If you compare the two the RFU have for an 8 year period committed £102 million for payment of international players. The WRU’s figure for the same period is set at £54 million.
What cares do the WRU have that the regions have to somehow find extra funds to pay for extra players to cover such a loss of players during the international period? Judging by the lack of action from the WRU it’s nothing.
People will ask that perhaps the WRU just doesn’t have the money to give to the regions? A valid point perhaps until you read the news that they have put in another, larger, bid to purchase the Cardiff Arms Park with plans to redevelop it. If the money isn’t there to help support the regional and domestic game in Wales, how all of a sudden is it there for this side project?

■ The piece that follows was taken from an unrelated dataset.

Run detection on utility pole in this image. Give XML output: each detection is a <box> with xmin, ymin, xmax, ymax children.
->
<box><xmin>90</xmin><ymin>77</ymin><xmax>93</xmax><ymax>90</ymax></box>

Others will argue that it is the regions’ fault that they are in this dire financial position in the first place. There is no denying the regions have squandered money, and badly, in poor decision making, in poor marketing and even downright stupidity. What is being forgotten however that the majority of the money being squandered was that of the benefactors themselves and there is still the main fact that without the said benefactors there would be no domestic rugby in Wales.
For all the regions’ failings, they through their academies and hard work are providing the platform of players for Team Wales’ success. A success that they are in no terms duly rewarded for.
With all of these problems facing Welsh rugby, with no action being taken, the question simply has to be asked; just what on earth is Roger Lewis doing? Instead of answering the difficult questions, instead of looking to fix Welsh rugby, we have Mr Lewis parading around a rugby pitch with a victorious Welsh rugby team instead.
I’ve said it before and I will say it again; there is more to rugby in Wales than just Team Wales, and if Roger Lewis can’t see it then maybe it’s time to bring in someone who can.